Daily Development for Friday, December 2, 2005
by: Patrick A. Randolph, Jr.
Elmer F. Pierson Professor of Law
UMKC School of Law
Of Counsel: Blackwell Sanders Peper Martin
Kansas City, Missouri

A “product exclusivity clause” is not an impermissible restraint of trade if the clause is tailored to directly correspond with tenant's business. 

Buford-Clairmont Co., Ltd., v.
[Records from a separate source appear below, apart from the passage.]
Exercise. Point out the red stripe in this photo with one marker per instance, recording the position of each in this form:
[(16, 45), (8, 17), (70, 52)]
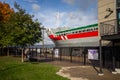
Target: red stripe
[(79, 35)]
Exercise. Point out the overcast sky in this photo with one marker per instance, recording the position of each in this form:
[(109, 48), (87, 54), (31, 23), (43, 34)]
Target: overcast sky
[(72, 13)]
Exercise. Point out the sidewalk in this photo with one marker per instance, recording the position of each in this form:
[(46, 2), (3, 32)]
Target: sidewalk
[(75, 71)]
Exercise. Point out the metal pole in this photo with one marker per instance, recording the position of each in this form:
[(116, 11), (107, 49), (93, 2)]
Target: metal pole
[(113, 58), (100, 51)]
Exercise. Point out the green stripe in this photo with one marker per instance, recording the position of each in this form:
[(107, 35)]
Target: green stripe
[(79, 28)]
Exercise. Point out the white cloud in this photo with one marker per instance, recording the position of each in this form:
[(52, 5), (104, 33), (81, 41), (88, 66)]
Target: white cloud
[(70, 2), (35, 7)]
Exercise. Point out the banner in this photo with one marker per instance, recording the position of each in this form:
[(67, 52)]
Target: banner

RadioShack Corp., 2005 WL 2374723 (Ga.App., September 28, 2005).

RadioShack, a shopping center tenant, invoked a “product exclusivity clause” in a lease amendment that permitted it to reduce its rent if the landlord permitted the use of any space in the center for "retail sale or display of electronic equipment and components."  The clause permitted tenant to reduce its rent to the lesser of a fixed amount or three percent of gross.  Landlord had allowed a third party, a company that sold cell phones, to lease space in the same shopping center.

Landlord  brought a dispossessory and declaratory judgment action, arguing that the provision was an unenforceable restraint on alienation.  The trial court found as a matter of law that the clause was enforceable if the facts showed that the landlord breached the clause and that the tenant had not waived it.  A jury found for the tenant on the factual issues, and the court entered judgment in favor of tenant.

  Georgia case law had already concluded that exclusive use clauses are not unenforceable as restraints on alienation because so long as they are reasonable:

“. . . subject to the overriding requirements that, as to territoriality and/or duration, they be reasonably necessary to protect the interests of the covenantee, that they not impose greater restrictions upon the covenantor than are necessary for the covenantee’s protection, and that thjey not unduly prejudice the interests of the public.”

 Landlord claimed the product exclusivity clause imposed greater restrictions than were necessary to protect tenant’s legitimate business interests and ultimately restricted the public's interest to shop freely for electronic items. 

The total clause read as follows:

“[Landlord] covenant that during the Lease Term, no space with the shoping Center (other than the Demised Premises) or any adjacent property owned by [Landlord] shall be used for the retail sale or display of electronic equipment and components, including, but not lmiited to, all types of telecommunication and transmitting equipment, computers and related accessories, and audio/video equipment and accessories.”

Although the court and the parties termed the clause in question a “product exclusivity clause,” it looks and feels like what the trade calls an “exclusive use clause” with a “radius feature.”

The Court of Appeals agreed with tenant, finding the exclusivity clause tailored to correspond with tenant’s business.  Tenant’s manager had testified that all of the items described in the clause were in fact sold at the Radio Shack store.

The landlord also protested that the tenant had withheld its share of the CAM charges, which it claimed were not rent, but an obligation to share in maintenance (this is a reversal of the usual position taken by landlords, who normally are anxious to characterize CAM as rent.)  But the court said that it didn’t matter whether CAM charges constituted rent, because the remedy clause for breach of the “product exclusivity” provision stated that the reduced rent was “in lieu of the Fixed Minimum Rent and all additional charges under the lease.”  (Whoops)

Comment 1: Why the even bother here?  Maybe the bite was just too big, and landlord was hoping against hope to get a settlement.  The landlord really should have taken up its problems with whoever permitted Radio Shack, usually a relatively small operation, to get such a massive exclusive with such an effective remedy.

Comment 2: Perhaps the remedy is the most interesting part of the case.  It gives the tenant a remedy it can invoke without going to court to seek an injunction and doesn’t require the tenant to prove damages.  It is up to the landlord to initiate the lawsuit and defend its conduct, and all the while the tenant is paying reduced rent.  As old Captain Kirk saus: “Brilliant!!!”    Often tenants draft for themselves effective protections on paper, but fail to consider as a practical matter how they will enforce their rights in a cost efficient way.